Artificial Migrant intelligence. The right loves to say immigrants are “coming over here and taking our jobs”, but maybe their new rallying call will be: “immigrants are coming over here and automating our jobs”. Who is driving the growth in Artificial Intelligence-related occupations is the subject of a new paper that might get read in that light. The headline finding is that foreign-born workers account for 55 per cent of the growth in AI related occupations in the US since 2000 – with places that had more educated immigrants seeing more specialisation in AI. The pro-migration angle on this of course is that what is really going on is that the supply of suitable workers is the real constraint on creating AI related jobs – so you can’t have a big AI sector without some migration.

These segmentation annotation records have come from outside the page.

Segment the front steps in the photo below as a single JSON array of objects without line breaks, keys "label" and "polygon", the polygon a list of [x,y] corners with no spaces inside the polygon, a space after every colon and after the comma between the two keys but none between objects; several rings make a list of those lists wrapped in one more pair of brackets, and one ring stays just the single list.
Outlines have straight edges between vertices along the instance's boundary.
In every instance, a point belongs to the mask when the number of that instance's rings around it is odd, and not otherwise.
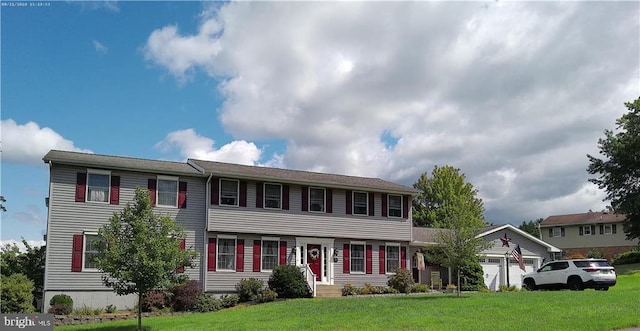
[{"label": "front steps", "polygon": [[337,285],[316,285],[316,298],[339,298],[342,289]]}]

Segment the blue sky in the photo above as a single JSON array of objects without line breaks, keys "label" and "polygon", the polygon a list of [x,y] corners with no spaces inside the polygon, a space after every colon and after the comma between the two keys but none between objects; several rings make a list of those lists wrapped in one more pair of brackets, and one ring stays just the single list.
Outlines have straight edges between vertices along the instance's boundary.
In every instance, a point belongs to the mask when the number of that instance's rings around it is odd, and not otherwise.
[{"label": "blue sky", "polygon": [[4,240],[45,232],[50,149],[380,177],[461,169],[487,220],[604,208],[586,154],[640,95],[640,4],[1,7]]}]

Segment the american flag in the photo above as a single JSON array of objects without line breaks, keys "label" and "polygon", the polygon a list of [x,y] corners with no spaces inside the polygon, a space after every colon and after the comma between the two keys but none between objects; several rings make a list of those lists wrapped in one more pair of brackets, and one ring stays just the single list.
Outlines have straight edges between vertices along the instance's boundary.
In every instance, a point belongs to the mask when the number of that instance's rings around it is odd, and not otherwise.
[{"label": "american flag", "polygon": [[511,251],[511,255],[516,261],[518,261],[518,265],[520,266],[520,269],[522,269],[522,271],[525,271],[524,260],[522,259],[522,251],[520,250],[520,245],[516,245],[516,248],[514,248]]}]

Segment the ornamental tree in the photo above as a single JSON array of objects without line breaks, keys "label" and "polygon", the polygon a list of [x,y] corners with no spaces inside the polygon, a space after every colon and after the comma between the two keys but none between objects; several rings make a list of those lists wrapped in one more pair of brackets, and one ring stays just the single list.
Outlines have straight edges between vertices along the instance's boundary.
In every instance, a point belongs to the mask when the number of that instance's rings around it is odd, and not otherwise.
[{"label": "ornamental tree", "polygon": [[624,214],[627,239],[640,238],[640,98],[624,104],[629,110],[598,140],[602,159],[587,155],[589,179],[607,192],[616,213]]},{"label": "ornamental tree", "polygon": [[138,294],[138,330],[142,330],[142,297],[182,283],[179,272],[192,267],[197,255],[180,248],[185,232],[174,220],[153,213],[149,191],[136,188],[133,205],[114,213],[98,231],[95,258],[102,282],[118,295]]}]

Globalising less. For an example of how to make a provocative argument clearly, read Adam Posen’s article on what he labels America’s “self-defeating economic retreat”. He’s taking aim at the US consensus that it’s the growth in globalisation that has been increasing inequality. His key argument = it’s odd to blame globalisation for doing that in the US over the past two decades because if anything America has been pursuing a policy of being less integrated with the rest of the global economy (relative to other countries that have become more integrated but are less unequal than the US). His conclusion? “It is the self-deluding withdrawal from the international economy over the last 20 years that has failed American workers, not globalization itself.”

Chart of the Week

When people economists talk about inequality, they usually cite the Gini coefficient. The UK currently has a Gini coefficient of 33.5 (vs 33.1 in Germany and 28.5 in France). Knowing what that means is good if you’re applying to come work at the Resolution Foundation but Gini chat is not what our newly reopened pubs are full of. Chart of the Week – from a major new report – tries a slightly more human way of illustrating different inequality levels. The starting point is that UK, France and Germany all have remarkably similar income levels for typical working-age households. But it also shows what higher inequality in the UK means in reality: the poorest fifth of British households are a massive 20 per cent poorer than their French counterparts (in contrast, the richest fifth of households in the UK are significantly richer than the rich elsewhere). So if you want to level up, it’s not hard to see where we need to start.